1. Quanto à Origem (Quem controla?):

Controle Administrativo: Exercido pela própria Administração sobre seus atos (autotutela). Permite anular atos ilegais ou revogar atos inconvenientes, conforme explica o Supremo Tribunal Federal na Súmula 473.

Controle Legislativo: Exercido pelo Poder Legislativo, com auxílio do Tribunal de Contas. Foca na fiscalização contábil, financeira e em atos políticos. Você pode consultar as competências do Tribunal de Contas da União (TCU).

Controle Judiciário: Exercido pelo Poder Judiciário.
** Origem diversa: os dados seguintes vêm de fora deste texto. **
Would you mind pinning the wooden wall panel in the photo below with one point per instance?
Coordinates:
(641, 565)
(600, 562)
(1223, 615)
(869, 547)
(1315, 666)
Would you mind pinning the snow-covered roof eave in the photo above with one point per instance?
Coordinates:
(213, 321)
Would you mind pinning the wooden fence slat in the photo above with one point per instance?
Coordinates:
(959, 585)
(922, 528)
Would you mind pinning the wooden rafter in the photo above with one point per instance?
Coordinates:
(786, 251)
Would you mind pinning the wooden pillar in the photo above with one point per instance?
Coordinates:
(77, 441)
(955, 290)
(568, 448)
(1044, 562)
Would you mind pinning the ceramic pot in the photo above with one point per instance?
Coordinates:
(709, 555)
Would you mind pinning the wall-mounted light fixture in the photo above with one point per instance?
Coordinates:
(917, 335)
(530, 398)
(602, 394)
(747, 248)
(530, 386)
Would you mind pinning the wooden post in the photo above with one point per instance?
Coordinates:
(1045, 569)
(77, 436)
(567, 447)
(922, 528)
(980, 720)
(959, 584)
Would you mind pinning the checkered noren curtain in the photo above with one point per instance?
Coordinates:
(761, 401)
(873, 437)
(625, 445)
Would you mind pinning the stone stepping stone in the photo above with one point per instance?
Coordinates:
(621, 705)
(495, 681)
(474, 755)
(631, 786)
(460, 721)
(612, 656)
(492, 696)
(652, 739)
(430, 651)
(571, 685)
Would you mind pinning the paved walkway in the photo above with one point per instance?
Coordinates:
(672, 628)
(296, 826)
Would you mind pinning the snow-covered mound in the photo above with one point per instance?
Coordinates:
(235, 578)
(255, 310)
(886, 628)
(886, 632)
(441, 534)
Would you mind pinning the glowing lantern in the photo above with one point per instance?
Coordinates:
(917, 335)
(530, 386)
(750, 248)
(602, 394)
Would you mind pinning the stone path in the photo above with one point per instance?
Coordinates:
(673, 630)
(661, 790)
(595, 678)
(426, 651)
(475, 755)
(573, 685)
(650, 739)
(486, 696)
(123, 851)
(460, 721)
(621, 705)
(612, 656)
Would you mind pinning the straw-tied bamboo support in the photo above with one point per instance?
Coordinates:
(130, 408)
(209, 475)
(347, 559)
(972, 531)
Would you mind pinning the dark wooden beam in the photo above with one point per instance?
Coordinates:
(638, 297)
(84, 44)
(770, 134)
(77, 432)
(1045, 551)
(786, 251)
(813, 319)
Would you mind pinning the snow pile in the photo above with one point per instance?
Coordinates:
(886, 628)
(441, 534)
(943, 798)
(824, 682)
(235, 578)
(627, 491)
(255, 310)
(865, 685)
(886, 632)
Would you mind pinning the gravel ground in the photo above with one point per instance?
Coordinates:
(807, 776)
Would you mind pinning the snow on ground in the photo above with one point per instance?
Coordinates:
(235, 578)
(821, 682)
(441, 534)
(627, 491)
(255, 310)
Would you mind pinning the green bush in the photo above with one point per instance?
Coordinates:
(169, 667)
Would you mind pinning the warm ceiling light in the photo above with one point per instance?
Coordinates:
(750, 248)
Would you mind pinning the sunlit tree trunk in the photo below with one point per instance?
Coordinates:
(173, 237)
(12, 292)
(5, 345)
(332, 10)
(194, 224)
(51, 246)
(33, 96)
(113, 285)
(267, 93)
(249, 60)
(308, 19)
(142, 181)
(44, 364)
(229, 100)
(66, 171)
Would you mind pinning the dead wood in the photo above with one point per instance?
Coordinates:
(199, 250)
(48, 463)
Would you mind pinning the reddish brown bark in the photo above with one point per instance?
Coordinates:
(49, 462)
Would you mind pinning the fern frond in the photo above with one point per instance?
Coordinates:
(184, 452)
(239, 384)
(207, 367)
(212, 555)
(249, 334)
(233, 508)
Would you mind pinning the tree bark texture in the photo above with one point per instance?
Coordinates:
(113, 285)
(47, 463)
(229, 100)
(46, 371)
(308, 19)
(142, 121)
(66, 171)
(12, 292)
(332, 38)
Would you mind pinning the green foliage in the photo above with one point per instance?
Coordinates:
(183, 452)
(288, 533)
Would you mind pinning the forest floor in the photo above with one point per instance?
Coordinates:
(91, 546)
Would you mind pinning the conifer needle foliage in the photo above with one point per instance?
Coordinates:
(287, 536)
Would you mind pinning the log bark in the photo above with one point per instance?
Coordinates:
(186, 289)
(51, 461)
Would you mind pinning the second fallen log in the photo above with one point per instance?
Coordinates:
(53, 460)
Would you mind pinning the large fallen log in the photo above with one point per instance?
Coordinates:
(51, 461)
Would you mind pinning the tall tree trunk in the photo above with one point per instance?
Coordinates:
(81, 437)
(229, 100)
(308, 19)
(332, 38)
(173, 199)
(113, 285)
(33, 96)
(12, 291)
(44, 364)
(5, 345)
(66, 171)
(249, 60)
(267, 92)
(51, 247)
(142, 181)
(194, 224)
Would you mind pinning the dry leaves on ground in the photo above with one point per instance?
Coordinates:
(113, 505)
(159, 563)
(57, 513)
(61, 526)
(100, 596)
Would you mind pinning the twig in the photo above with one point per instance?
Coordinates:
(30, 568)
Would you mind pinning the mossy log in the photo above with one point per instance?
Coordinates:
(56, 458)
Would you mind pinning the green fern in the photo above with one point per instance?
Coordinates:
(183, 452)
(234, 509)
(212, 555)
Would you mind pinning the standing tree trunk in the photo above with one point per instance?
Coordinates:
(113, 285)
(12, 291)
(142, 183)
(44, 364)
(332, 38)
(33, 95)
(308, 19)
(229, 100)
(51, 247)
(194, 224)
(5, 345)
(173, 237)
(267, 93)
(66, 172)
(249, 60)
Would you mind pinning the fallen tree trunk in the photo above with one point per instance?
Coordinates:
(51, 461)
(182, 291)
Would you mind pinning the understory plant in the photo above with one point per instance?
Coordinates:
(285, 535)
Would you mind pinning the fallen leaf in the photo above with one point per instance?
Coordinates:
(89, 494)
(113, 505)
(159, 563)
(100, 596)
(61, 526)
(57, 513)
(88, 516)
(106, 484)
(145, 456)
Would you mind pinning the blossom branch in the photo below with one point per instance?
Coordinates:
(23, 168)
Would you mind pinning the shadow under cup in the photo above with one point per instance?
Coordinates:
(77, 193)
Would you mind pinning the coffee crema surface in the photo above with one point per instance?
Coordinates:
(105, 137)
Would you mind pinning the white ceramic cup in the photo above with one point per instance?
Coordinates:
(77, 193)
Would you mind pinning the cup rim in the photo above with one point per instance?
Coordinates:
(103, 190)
Atua apenas mediante provocação e foca estritamente na legalidade ou constitucionalidade do ato, não podendo interferir no mérito (conveniência e oportunidade). 


2. Quanto ao Momento:

Prévio (ou Antecedente): Ocorre antes do ato ser concluído (ex: aprovação de autoridade para nomeação).

Concomitante: Realizado enquanto a atividade está em curso (ex: fiscalização de um contrato de obra pública).

Posterior (ou Corretivo): Ocorre após o ato produzir efeitos, visando ratificar, anular ou revogar. 


3. Quanto ao Aspecto Controlado:

Controle de Legalidade: Verifica se o ato respeita as normas legais. Se for ilegal, o ato deve ser anulado.

Controle de Mérito: Verifica se o ato é oportuno e conveniente para o interesse público. Se for considerado inoportuno, o ato é revogado. (Lembrando: o Judiciário não revoga atos do Executivo, apenas a própria Administração o faz). 


4. Controle Interno vs. Externo:

Interno: Exercido dentro do mesmo Poder (ex: a Controladoria-Geral da União dentro do Executivo). Saiba mais no portal da CGU.

Externo: Exercido por um Poder sobre o outro (ex: Congresso Nacional fiscalizando o Presidente da República).